What struck me almost immediately was that the lexicon of reimagining was almost exactly the same as many of us are now all-too-familiar with when it comes to thinking about the future of school. In fact, four themes were coming up so frequently that I had to check that my randomly selected articles hadn’t all been written by the same individual: the need for organisational agility; greater focus on user-experience; digital acceleration; and the opportunities of remote working.


I have to say that, after just one hour, I was left a little disappointed by what I had read. After more than a year of reimagining, I guess I had hoped to find a few more tangible, nuanced, and industry-specific reconfigurations.

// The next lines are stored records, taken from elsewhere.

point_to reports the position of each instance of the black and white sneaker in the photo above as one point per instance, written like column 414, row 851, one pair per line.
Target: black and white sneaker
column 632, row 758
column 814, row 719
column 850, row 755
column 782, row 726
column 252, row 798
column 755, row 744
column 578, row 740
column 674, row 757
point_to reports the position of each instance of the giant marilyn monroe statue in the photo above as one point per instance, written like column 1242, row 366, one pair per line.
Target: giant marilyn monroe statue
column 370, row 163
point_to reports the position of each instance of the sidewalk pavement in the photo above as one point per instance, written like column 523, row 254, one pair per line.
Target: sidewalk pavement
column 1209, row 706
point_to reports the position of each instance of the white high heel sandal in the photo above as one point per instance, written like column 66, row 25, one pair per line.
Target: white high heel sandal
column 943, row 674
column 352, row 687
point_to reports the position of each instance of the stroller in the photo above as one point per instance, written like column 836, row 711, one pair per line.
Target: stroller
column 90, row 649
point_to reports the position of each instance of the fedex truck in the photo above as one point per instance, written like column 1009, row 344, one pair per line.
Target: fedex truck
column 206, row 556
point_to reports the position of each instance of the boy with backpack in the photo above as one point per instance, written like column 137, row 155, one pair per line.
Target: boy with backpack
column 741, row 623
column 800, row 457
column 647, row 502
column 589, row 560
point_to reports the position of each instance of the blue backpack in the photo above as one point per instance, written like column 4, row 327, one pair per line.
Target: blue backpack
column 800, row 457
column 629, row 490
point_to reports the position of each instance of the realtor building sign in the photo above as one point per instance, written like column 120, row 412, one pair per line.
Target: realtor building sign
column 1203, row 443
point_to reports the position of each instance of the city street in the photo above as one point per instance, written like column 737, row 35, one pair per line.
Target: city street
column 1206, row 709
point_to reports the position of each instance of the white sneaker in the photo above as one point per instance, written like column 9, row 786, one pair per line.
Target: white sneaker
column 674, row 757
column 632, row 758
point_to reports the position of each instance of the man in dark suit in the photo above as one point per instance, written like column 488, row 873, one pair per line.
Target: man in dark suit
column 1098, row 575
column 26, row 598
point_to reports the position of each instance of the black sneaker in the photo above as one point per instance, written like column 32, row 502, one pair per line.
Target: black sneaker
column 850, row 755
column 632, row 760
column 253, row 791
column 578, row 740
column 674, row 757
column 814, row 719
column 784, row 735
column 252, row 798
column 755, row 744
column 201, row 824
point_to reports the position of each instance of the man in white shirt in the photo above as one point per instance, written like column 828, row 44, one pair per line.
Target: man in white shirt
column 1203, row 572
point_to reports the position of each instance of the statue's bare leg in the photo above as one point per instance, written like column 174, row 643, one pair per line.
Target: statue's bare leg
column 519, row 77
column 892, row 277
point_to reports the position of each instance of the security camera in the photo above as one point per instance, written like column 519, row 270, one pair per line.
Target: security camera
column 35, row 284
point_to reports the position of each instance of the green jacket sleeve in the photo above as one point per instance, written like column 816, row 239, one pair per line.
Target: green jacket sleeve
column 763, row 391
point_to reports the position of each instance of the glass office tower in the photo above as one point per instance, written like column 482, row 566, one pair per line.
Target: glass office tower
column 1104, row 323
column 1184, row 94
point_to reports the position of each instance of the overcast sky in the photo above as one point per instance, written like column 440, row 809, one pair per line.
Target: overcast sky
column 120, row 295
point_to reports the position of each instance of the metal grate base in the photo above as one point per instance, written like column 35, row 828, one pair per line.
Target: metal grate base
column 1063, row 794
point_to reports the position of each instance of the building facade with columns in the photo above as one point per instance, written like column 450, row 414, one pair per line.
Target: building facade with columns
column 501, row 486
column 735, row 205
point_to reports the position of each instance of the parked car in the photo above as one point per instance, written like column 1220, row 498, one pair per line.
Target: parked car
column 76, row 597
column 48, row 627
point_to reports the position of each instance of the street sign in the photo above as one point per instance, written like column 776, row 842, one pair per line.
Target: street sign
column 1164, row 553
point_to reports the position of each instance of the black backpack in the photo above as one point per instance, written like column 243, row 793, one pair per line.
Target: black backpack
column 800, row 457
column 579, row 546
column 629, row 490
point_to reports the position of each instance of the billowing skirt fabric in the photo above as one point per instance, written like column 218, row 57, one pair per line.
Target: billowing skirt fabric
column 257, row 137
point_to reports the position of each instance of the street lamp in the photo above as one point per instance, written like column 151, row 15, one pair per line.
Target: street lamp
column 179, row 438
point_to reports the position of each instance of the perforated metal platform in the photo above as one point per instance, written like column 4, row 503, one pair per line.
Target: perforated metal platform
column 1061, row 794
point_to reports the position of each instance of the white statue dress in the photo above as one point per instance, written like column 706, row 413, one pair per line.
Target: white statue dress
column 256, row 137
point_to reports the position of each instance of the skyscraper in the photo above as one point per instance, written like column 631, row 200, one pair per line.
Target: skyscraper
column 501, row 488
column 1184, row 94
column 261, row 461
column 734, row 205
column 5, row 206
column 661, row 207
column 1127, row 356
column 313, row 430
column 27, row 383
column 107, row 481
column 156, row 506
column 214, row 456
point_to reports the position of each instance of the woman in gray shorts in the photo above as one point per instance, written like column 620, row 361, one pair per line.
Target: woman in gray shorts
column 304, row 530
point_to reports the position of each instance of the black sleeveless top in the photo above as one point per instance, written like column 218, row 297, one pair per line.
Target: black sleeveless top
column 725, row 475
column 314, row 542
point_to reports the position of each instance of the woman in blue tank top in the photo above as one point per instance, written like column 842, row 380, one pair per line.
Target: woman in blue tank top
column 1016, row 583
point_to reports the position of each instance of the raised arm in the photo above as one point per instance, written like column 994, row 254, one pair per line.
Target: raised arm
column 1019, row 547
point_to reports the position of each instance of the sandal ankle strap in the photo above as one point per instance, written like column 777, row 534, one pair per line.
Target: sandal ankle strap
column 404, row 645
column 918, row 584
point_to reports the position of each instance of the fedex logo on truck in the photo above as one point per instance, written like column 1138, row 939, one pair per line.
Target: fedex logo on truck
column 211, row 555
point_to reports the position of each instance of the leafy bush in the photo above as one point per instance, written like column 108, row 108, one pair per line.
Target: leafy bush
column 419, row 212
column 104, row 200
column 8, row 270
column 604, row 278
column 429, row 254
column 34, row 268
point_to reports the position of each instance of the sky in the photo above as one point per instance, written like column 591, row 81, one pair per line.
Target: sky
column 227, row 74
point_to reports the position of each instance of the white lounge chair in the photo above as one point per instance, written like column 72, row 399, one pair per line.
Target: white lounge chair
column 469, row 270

It appears that reimagining - at least in terms of real and sustained progress - is harder than many of us might have imagined.


So I decided to turn my attention to another question: how does society learn? By which I mean, when dramatic global events occur such as we have experienced with Covid-19, how does human society, along with all of its component parts, react and progress?


And this is when I stumbled upon the work of Daniel Yankelovich and his almost Hegelian idea that societies progress only insofar as they “lurch and learn”.


Society lurches, mindlessly, in some opposite direction - often in the way you see adolescents grow. There is a sudden lurch, then after the lurch the learning takes place. It is a very dangerous form of adaptation because you leap before you look, and then you learn.


What Yankelovich is perhaps suggesting here is important for two reasons.


First, it is a reminder to all of us that the future that we are busy reimagining right now is less something that we can predict and navigate our way towards by means of a straight line, but more a constant lurching from one temporary-fixed position to another.


Second, it is also a reminder of Kierkegaard’s axiom that whilst life is lived forwards, it can only be understood backwards. So, as much as we think we can know everything in advance, the likelihood is that we are going to spend much more time leaping into the unknown over the next few years and, only after the fact, learning if we have progressed in a tangible way or not.